StreamData: data generation and property testing for Elixir

whatyouhide · August 11, 2017, 3:00pm

Hello folks,

I am super excited to finally share what I’ve been working on in the last few months: StreamData, an Elixir library for data generation and property testing. StreamData is a candidate to be included in Elixir itself but we wanted to start off with a library to first give people the chance to give it a try and to get the interface right (we did something similar with GenStage, which ended up remaining outside of Elixir core).
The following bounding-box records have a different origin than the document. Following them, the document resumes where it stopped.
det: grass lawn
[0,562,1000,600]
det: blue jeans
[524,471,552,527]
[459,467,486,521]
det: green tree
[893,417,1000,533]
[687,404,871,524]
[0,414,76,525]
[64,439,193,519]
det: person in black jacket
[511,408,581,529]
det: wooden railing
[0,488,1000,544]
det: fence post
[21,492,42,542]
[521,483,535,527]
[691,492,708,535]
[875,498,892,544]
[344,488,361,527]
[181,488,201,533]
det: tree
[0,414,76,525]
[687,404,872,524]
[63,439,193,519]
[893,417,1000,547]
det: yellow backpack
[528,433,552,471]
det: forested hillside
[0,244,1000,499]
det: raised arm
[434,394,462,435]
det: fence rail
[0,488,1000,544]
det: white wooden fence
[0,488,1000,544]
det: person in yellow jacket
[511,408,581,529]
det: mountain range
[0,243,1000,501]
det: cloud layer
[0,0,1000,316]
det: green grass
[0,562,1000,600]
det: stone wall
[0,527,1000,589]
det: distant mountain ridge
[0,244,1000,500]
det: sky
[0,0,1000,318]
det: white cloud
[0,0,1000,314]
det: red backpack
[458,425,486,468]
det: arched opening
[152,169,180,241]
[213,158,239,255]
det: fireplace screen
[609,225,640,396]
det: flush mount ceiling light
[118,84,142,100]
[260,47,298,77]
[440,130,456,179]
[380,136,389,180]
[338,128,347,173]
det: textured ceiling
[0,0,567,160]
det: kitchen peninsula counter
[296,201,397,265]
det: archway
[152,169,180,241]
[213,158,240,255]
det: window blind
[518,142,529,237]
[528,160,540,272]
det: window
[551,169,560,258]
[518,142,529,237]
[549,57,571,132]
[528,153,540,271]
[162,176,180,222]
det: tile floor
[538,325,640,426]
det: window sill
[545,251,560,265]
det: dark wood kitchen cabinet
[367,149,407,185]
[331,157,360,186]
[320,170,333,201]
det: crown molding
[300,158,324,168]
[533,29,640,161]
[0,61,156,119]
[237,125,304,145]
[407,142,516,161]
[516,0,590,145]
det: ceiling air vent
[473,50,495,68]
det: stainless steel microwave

StreamData is still in its infancy but it’s ready to be tested by a wider audience (let’s say it’s exiting alpha and entering beta), so I invite the Elixir community to give it a try. Open issues, send PRs, and spread the word!

Andrea

Edit - I just published a blog post that talks about the inner workings of this library for those of you who might be interested:

tmbb · August 12, 2017, 3:15pm

This seems interesting, but on a cursory reading of the docs, there is something I don’t understand. What’s the real advantage of this library over other libraries we already have for both Erlang and Elixir? At a first glance it doesn’t seem to bring anything new. Maybe there are improvements under the hood, like better shrinking, or maybe it’s more convenient because it has better generators. Or maybe it makes it easier for users to create their own generators or shrinking strategies. I can’t find any documentation on these topics as of now, but I assume that must be possible right? Working with a predetermined set of generators, even if a language with as few types as Elixir, seems very restrictive.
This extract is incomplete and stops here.